モロッコ旅行記 3月19日

3月19日

起きて、ユセフのつくった朝食を配膳し、洗濯をする。
三階のテラスで、激しい日差しのもと、白いシーツを干して、それから薄暗い屋内の階段を下りる時、わたしは視力を失う。
先までの真白の光をうけた目では、屋内はほとんど光が無いに等しくて、立ちくらみのように辺りは真っ暗になる。
手すりに沿って、おそるおそる階段を下りていく。
しばらくして目は正常になる。
昼にはすることもなくなって、共有スペースのソファへ寝転がって、いつのまにか寝ている。
暇のために昼寝をして誰に叱られると
いうわけでもないけれど、一応は仕事の時間という意識が働いて、人の足音が聞かれると身体を起こして、朦朧の頭がすぐに眠りにかどわかされていく。
孤独や空漠はいつでもどこでもあって、カメレオンのように姿を忍ばせている。そうして酒や漫画やお喋りで、たやすくまぎらわすことができる。
けれども上塗りで紛らわすだけにすぎないから、同様に容易く音もなく姿をあらわす。
現れたきり、わたしに何かをするというでもない。
木の枝や、石塀や、ソファや、部屋の隅にじっとして、巨大な目玉をこちらに向けているだけである。
アレは私の目だろうか。
夕方にドミトリーでのんびりしていると、階下からユセフとハナの口喧嘩が聞こえる。ハナが一方的に怒っているようで、ユセフの(あるいはわたしか!?)何事かにたいして気が振れたのだろう。
激しい物音がする。典子さんが
「ユセフがお酒を飲んだりするとハナはすぐ怒るのよ」
と言っていて、ユセフはハナの口癖を真似して
「ホワイ、ホワイ、ホワイ」
と、なぜどうしてと問い続けられて面倒だと言っていたのを思いだす。そのことをきいていたから、この度の喧嘩も特別驚くこともなく、わたしは二人の口論を聴くのははじめてというのに「またか」という具合で妙に落ち着いていた。

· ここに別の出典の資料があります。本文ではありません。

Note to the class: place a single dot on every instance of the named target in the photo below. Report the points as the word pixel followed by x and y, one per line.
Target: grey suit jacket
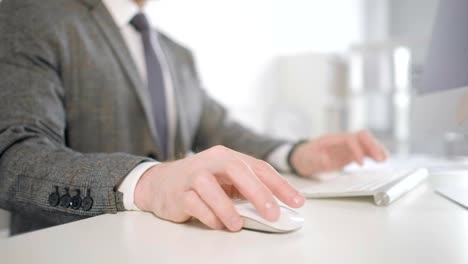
pixel 75 117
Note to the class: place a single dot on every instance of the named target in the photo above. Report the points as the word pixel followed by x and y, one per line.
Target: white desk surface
pixel 421 227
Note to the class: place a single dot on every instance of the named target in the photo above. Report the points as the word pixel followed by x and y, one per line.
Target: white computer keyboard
pixel 384 186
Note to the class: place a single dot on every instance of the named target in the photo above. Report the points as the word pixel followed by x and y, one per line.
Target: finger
pixel 212 194
pixel 356 149
pixel 248 184
pixel 280 187
pixel 194 206
pixel 372 147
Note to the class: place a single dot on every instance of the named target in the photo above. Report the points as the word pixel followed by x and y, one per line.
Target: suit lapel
pixel 114 38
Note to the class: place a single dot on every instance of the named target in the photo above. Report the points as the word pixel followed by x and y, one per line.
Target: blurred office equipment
pixel 442 104
pixel 310 96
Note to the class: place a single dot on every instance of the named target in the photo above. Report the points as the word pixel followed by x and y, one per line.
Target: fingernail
pixel 297 200
pixel 236 223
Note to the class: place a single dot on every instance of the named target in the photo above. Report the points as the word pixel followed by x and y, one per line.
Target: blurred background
pixel 302 68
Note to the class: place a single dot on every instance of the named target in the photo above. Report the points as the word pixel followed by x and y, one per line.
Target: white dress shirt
pixel 122 12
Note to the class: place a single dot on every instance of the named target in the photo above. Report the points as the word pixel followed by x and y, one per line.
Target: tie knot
pixel 140 22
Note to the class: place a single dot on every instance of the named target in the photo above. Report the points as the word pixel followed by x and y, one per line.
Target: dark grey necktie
pixel 155 80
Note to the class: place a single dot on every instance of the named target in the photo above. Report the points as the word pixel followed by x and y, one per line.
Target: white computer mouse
pixel 289 220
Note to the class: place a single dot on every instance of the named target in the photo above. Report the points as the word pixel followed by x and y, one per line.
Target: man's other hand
pixel 333 152
pixel 203 186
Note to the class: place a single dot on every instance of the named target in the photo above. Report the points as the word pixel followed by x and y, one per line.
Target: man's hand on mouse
pixel 203 186
pixel 333 152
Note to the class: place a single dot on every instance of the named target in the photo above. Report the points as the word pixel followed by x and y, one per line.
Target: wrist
pixel 144 192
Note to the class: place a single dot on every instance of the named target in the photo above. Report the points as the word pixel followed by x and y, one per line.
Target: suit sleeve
pixel 34 159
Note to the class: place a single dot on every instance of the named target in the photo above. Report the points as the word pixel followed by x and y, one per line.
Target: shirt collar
pixel 122 10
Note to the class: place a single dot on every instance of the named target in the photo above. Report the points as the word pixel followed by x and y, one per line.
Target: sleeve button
pixel 65 199
pixel 54 198
pixel 76 201
pixel 87 202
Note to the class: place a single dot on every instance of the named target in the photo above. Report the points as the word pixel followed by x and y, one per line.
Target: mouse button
pixel 254 225
pixel 289 220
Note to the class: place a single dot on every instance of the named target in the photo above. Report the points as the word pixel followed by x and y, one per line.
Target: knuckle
pixel 262 166
pixel 218 150
pixel 200 180
pixel 233 166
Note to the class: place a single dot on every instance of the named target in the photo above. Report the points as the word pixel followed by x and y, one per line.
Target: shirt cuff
pixel 127 187
pixel 278 158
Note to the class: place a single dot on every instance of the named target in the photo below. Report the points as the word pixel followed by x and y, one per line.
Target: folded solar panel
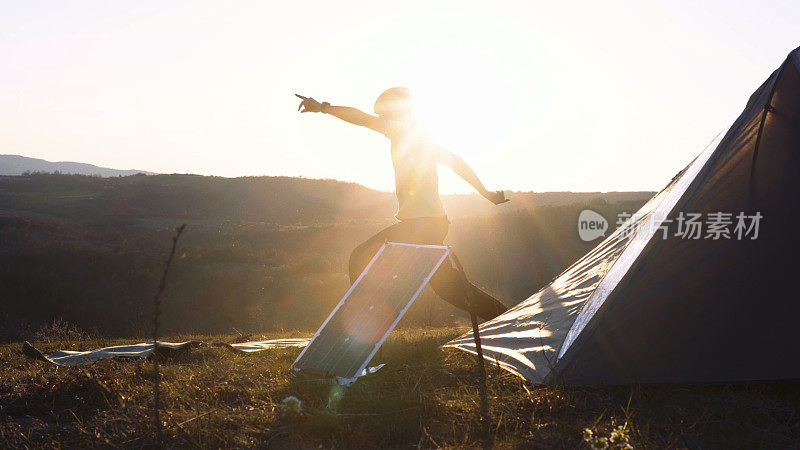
pixel 375 303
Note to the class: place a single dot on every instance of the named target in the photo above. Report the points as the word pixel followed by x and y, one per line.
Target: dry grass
pixel 423 397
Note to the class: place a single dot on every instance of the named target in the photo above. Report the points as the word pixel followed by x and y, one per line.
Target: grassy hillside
pixel 424 397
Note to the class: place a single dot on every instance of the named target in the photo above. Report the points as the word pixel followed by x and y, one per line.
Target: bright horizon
pixel 536 97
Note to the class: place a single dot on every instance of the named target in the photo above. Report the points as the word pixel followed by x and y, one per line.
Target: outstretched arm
pixel 346 113
pixel 462 169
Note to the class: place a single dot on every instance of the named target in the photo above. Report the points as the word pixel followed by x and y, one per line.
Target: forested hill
pixel 278 200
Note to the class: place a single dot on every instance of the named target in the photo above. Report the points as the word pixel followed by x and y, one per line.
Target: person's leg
pixel 449 285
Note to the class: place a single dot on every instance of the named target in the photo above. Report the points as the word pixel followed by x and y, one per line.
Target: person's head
pixel 394 103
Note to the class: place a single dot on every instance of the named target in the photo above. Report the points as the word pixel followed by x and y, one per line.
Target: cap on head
pixel 394 102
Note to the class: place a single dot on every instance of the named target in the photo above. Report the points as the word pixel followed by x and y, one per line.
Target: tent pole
pixel 476 335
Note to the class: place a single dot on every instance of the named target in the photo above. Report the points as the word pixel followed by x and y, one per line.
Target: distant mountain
pixel 18 165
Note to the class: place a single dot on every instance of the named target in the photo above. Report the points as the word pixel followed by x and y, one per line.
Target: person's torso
pixel 416 175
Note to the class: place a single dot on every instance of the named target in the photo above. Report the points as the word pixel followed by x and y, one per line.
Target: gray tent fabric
pixel 640 308
pixel 145 349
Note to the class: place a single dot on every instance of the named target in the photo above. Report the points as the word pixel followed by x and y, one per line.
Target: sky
pixel 535 95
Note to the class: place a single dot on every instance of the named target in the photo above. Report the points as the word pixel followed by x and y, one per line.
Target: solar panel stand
pixel 484 413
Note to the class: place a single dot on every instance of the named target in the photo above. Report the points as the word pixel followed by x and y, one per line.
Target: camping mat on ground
pixel 145 349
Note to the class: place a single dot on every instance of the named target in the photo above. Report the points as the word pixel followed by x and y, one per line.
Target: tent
pixel 655 303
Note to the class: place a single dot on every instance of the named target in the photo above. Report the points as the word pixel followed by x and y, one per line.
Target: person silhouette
pixel 421 215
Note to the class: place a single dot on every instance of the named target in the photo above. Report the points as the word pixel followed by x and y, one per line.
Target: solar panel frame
pixel 301 364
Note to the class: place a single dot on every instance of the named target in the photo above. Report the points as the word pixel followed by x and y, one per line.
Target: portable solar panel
pixel 369 311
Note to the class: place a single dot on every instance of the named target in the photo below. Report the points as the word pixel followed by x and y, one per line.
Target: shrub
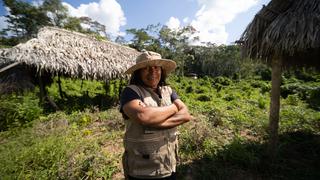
pixel 17 110
pixel 222 80
pixel 204 98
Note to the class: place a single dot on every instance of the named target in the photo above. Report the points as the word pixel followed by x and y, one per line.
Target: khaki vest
pixel 150 152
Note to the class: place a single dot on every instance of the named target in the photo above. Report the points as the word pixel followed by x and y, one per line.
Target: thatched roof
pixel 284 28
pixel 59 51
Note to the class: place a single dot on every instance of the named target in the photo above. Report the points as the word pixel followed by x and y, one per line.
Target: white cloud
pixel 173 23
pixel 3 23
pixel 185 20
pixel 211 19
pixel 106 12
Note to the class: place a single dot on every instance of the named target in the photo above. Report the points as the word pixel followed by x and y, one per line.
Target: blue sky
pixel 217 21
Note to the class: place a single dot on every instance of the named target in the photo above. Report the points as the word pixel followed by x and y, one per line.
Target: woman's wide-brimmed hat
pixel 149 58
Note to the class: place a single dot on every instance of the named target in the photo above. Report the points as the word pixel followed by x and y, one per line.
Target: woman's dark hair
pixel 136 79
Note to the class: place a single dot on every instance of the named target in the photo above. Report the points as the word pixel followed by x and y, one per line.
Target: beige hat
pixel 149 58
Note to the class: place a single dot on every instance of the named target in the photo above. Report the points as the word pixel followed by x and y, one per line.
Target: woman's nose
pixel 153 68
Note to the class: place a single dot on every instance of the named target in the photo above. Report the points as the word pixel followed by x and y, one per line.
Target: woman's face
pixel 151 76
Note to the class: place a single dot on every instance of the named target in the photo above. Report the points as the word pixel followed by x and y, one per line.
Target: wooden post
pixel 42 89
pixel 44 95
pixel 60 88
pixel 274 106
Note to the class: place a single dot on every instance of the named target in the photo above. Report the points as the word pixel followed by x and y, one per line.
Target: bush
pixel 204 98
pixel 17 110
pixel 222 80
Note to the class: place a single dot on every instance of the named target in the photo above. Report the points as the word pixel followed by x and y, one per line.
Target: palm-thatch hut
pixel 61 52
pixel 283 33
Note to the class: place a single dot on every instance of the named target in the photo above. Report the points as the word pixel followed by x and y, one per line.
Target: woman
pixel 152 111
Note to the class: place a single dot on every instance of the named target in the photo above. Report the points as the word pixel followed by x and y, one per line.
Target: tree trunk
pixel 274 106
pixel 44 94
pixel 60 88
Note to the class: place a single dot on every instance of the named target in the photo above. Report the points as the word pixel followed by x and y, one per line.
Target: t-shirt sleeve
pixel 174 96
pixel 127 95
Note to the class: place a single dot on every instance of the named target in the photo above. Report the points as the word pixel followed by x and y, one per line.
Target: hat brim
pixel 167 65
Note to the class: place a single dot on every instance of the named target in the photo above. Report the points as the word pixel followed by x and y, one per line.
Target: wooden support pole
pixel 274 107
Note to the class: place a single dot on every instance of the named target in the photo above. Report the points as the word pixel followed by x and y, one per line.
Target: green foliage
pixel 226 137
pixel 55 148
pixel 17 110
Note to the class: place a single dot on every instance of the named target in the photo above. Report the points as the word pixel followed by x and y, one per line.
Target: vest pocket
pixel 151 161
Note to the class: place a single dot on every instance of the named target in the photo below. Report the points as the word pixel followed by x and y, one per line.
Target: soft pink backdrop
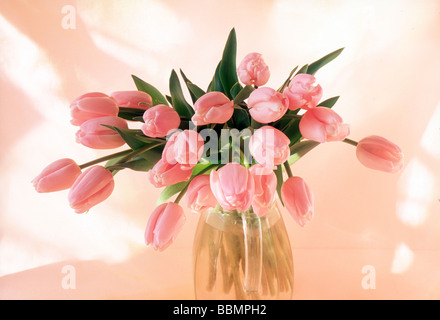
pixel 387 76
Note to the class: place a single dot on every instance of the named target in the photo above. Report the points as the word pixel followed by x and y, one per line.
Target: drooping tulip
pixel 253 70
pixel 164 225
pixel 94 134
pixel 378 153
pixel 233 187
pixel 57 176
pixel 132 99
pixel 322 124
pixel 265 188
pixel 92 105
pixel 298 199
pixel 92 187
pixel 267 105
pixel 160 121
pixel 212 107
pixel 199 196
pixel 303 92
pixel 269 146
pixel 165 174
pixel 184 147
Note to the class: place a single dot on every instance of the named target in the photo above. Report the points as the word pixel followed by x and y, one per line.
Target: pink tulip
pixel 265 187
pixel 267 105
pixel 59 175
pixel 184 147
pixel 378 153
pixel 164 224
pixel 92 187
pixel 253 70
pixel 233 187
pixel 166 174
pixel 269 146
pixel 303 92
pixel 92 105
pixel 298 199
pixel 159 121
pixel 212 107
pixel 199 196
pixel 322 124
pixel 133 99
pixel 94 135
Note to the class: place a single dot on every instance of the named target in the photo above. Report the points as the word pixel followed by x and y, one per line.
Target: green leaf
pixel 289 78
pixel 300 149
pixel 304 69
pixel 129 136
pixel 170 191
pixel 292 131
pixel 280 181
pixel 155 94
pixel 136 164
pixel 216 83
pixel 182 107
pixel 315 66
pixel 329 102
pixel 228 69
pixel 194 91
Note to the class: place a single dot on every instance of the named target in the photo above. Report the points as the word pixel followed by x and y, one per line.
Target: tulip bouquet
pixel 230 147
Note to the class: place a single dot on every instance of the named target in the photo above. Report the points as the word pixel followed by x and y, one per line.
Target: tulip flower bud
pixel 94 135
pixel 92 105
pixel 265 188
pixel 253 70
pixel 378 153
pixel 159 121
pixel 233 186
pixel 59 175
pixel 303 92
pixel 163 226
pixel 92 187
pixel 298 199
pixel 199 196
pixel 322 124
pixel 269 146
pixel 166 174
pixel 267 105
pixel 133 99
pixel 212 107
pixel 184 147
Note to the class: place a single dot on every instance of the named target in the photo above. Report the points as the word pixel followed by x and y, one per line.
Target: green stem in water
pixel 288 170
pixel 349 141
pixel 109 157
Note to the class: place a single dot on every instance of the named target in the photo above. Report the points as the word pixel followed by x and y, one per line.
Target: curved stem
pixel 349 141
pixel 182 193
pixel 108 157
pixel 288 169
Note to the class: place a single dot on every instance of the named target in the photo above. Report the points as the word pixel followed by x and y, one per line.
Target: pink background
pixel 388 77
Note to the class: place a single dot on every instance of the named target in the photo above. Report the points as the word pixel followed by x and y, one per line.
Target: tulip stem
pixel 288 169
pixel 349 141
pixel 182 193
pixel 108 157
pixel 136 152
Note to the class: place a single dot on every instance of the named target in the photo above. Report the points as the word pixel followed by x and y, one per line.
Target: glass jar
pixel 240 256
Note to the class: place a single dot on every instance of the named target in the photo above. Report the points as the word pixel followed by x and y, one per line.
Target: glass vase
pixel 240 256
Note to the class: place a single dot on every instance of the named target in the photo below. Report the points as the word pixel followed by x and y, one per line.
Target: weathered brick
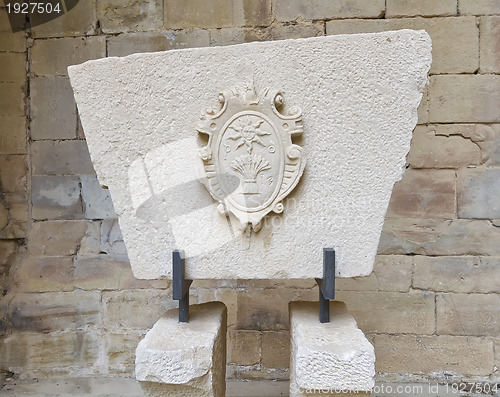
pixel 424 194
pixel 289 10
pixel 12 67
pixel 457 274
pixel 443 146
pixel 478 7
pixel 464 98
pixel 489 43
pixel 439 237
pixel 478 192
pixel 61 158
pixel 79 21
pixel 425 8
pixel 244 347
pixel 12 135
pixel 415 354
pixel 455 41
pixel 56 197
pixel 57 238
pixel 53 108
pixel 131 43
pixel 409 313
pixel 276 349
pixel 53 56
pixel 390 273
pixel 44 274
pixel 468 314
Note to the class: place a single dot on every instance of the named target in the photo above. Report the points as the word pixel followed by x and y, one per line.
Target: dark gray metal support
pixel 326 285
pixel 180 285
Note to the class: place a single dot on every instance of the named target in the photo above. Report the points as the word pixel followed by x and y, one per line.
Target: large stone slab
pixel 358 95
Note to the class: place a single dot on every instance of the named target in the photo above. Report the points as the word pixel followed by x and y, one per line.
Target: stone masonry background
pixel 69 304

声や物音が止んで、夕飯をつくりに階下へ行くと、電気もついておらず、二人はいなかった。レセプションのテーブルの前の棚の紙などが床に散らかっている。わたしが米を研いでいるとハナが姿をあらわして、何も言わずぷりぷりとテーブルの私物を片付けて、すぐに出ていった。わたしにはいつも柔和な笑顔で相対してくれていたけれど、無理をしていたのか、元来は気性が荒いのか。
広い宿で一人で夕食をとっていると電話が鳴る。おそらくユセフかハナだろう。そう思ってとるとやはりユセフだった。
「ハナが出ていった」のか「ハナと出掛けた」なのか、わたしの頭では理解できなかった。
「もし眠るんだったら戸締りをして、屋上の窓を開けておいてくれ」
というような内容だと思う。正確なことがわからず、妙な間をとって曖昧にOKと返事をすると、ユセフも不安そうな間をおいて電話を切った。屋上に窓なんてあったろうかと夕飯を食べ終えて上がっていくと、窓があって、開けて外を見ると、違う家の屋根から入ってはこれそうだった。果たしてわたしへの伝令はこれで大丈夫だろうかと不安になって、一晩一階で過ごすくらいわけないかと考
える。シャワーをゆっくり浴びて、共有スペースで缶ビールを空ける。
うとうとして、けれどもユセフが帰ってくる様子もなく、寝る。